I’m roadtripping with my mom and step-dad from my home in Florida to their home in Vermont, along with my best friend. We’re on the last leg of the journey and I’m driving while everyone else is asleep, as it’s around six or seven.

The roads are familiar to me but I’m not used to driving over hills, so when I crest a hill at speed, I’m unable to slow down enough before crossing into the construction zone on the other side.

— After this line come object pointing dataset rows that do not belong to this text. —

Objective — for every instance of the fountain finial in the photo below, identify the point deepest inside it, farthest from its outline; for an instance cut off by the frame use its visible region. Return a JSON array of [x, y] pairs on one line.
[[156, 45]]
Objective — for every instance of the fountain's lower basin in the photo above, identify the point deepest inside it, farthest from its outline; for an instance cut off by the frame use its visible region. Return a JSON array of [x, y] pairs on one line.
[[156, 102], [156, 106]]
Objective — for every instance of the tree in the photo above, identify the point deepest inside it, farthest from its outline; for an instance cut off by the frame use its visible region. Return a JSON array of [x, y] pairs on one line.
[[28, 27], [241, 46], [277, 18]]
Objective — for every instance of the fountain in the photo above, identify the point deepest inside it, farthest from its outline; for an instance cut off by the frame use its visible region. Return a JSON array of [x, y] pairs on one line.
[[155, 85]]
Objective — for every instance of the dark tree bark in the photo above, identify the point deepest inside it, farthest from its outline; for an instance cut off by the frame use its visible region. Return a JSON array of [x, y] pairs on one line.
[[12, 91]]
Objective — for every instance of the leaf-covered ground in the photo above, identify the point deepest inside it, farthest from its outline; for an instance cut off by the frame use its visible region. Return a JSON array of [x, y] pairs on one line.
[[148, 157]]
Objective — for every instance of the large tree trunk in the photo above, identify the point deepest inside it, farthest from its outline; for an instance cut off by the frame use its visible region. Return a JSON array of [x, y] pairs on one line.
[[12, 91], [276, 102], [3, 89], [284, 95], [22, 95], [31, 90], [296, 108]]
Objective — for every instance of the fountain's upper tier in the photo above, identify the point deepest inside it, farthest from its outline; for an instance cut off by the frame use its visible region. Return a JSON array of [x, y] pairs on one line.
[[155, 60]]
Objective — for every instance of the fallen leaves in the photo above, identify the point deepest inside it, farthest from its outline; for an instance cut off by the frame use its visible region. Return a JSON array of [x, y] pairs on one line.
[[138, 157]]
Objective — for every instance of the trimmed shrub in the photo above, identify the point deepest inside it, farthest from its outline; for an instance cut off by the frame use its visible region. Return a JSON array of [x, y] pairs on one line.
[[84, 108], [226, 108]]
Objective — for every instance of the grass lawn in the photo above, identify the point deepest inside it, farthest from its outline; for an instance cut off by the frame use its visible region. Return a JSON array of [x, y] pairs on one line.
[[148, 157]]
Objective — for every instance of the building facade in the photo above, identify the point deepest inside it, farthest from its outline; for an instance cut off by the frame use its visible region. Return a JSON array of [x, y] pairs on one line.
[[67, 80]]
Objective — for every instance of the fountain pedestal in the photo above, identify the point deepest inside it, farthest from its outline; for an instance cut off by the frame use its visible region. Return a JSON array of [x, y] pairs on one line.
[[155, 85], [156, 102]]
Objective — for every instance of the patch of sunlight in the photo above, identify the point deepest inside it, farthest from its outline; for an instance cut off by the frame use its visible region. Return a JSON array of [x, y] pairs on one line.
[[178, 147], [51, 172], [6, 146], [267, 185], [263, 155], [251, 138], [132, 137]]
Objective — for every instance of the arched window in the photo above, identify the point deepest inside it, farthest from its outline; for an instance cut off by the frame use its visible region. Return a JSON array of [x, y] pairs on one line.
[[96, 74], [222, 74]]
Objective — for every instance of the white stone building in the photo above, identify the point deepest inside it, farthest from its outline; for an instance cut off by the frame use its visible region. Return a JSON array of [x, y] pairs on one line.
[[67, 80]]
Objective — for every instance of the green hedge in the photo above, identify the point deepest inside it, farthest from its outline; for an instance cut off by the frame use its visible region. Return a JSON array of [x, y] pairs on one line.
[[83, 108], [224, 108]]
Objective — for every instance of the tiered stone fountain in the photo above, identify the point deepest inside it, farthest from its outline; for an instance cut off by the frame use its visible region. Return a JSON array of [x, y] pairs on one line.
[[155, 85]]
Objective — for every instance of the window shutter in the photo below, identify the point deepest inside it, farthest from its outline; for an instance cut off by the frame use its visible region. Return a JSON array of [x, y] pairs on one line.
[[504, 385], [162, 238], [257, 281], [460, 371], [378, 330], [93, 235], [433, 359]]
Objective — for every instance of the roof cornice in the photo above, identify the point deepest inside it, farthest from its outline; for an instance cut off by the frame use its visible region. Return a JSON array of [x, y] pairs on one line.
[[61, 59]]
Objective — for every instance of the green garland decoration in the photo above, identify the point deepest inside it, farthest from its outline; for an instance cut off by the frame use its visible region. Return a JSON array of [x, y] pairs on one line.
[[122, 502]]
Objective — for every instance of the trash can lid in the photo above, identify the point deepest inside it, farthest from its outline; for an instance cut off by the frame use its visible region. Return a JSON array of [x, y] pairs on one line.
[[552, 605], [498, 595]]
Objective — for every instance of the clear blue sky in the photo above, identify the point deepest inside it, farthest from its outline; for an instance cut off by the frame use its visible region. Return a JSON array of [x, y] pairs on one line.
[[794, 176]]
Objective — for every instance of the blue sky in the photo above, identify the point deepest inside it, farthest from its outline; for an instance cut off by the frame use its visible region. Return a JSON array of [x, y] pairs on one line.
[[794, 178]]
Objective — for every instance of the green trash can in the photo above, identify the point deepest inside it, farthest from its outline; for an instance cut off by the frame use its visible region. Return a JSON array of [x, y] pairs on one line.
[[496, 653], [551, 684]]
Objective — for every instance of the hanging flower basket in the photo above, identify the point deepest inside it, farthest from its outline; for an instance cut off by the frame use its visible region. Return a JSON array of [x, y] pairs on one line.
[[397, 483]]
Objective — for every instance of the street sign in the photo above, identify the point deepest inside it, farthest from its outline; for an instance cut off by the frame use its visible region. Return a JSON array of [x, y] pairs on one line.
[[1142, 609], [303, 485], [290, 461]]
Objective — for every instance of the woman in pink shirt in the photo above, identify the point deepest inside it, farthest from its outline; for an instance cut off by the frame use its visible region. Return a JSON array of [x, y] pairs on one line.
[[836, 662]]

Of course, I’m immediately pulled over, though I try to be as smooth about it as possible to not wake everyone else.

Officer: “License, registration, and insurance?”

I hand them over.

Officer: “Do you know why I pulled you over?”

Me: “Speeding in a construction zone. Sorry, sir, I’m not used to driving over hills.”

At this, the officer does a double-take at my Florida license, then walks behind the car and takes a good hard look at the Florida plate, and then walks back up to the window and hands back my documents.

Officer: “Is your destination close?”

Me: “Yes, sir. Next town over.”

Officer: “Carry on. Drive safe.”

Me: “Thank you, sir.”

I drove off just as my passengers were stirring from the talking and lack of car movement. I told them to go back to sleep and then later regaled them with my short tale of how being a silly Flatlander got me out of a nasty speeding ticket.